# Model Training

This notebook focuses on training the machine learning model using the prepared data. It includes steps for selecting features, training the model, and evaluating its performance.

**Local Model for quickly test**

In [None]:
import os
import json
from pathlib import Path
import polars as pl
import pandas as pd
from catboost import CatBoostClassifier


def _print(msg: str):
    print(f"[train CatBoostClassifier local] {msg}")

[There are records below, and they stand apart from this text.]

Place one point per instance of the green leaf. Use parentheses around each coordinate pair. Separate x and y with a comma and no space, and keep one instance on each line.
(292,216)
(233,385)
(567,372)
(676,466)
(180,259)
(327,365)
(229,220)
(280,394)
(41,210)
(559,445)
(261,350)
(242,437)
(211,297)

def load_cat_features_list(root: Path) -> list[str]:
    p = root / "cat_features.json"
    if p.exists():
        try:
            return json.loads(p.read_text(encoding="utf-8"))
        except Exception:
            pass
    return []


def main():
    root = Path("C:/Projects/trendyol/data")
    # Prefer v2_plus if exists, else fall back to v2
    train_path= root / "train_data_v5.parquet"

    features_importance_dir = root / "models/local/features_importance"
    features_importance_dir.mkdir(parents=True, exist_ok=True)

    out_dir = root / "models/local"
    out_dir.mkdir(parents=True, exist_ok=True)

    _print(f"Loading train parquet… {train_path}")
    df_pl = pl.read_parquet(str(train_path))
    _print(f"Loaded {len(df_pl)} rows.")

    # Data splitting based on time
    if "ts_hour" in df_pl.columns and df_pl["ts_hour"].dtype != pl.Datetime:
        df_pl = df_pl.with_columns(pl.col("ts_hour").str.to_datetime())
    df_pl = df_pl.sort("ts_hour")
    split_idx = int(len(df_pl) * 0.85)
    train_pl, val_pl = df_pl[:split_idx], df_pl[split_idx:]
    train_pd = train_pl.to_pandas()
    val_pd = val_pl.to_pandas()

    # Targets and features
    targets = ["ordered", "clicked"]
    exclude_cols = set(targets + [
        "ts_hour",
        "session_id",
        "content_creation_date",
        "update_date",
        "added_to_cart",
        "added_to_fav"
    ])
    features = [c for c in train_pd.columns if c not in exclude_cols]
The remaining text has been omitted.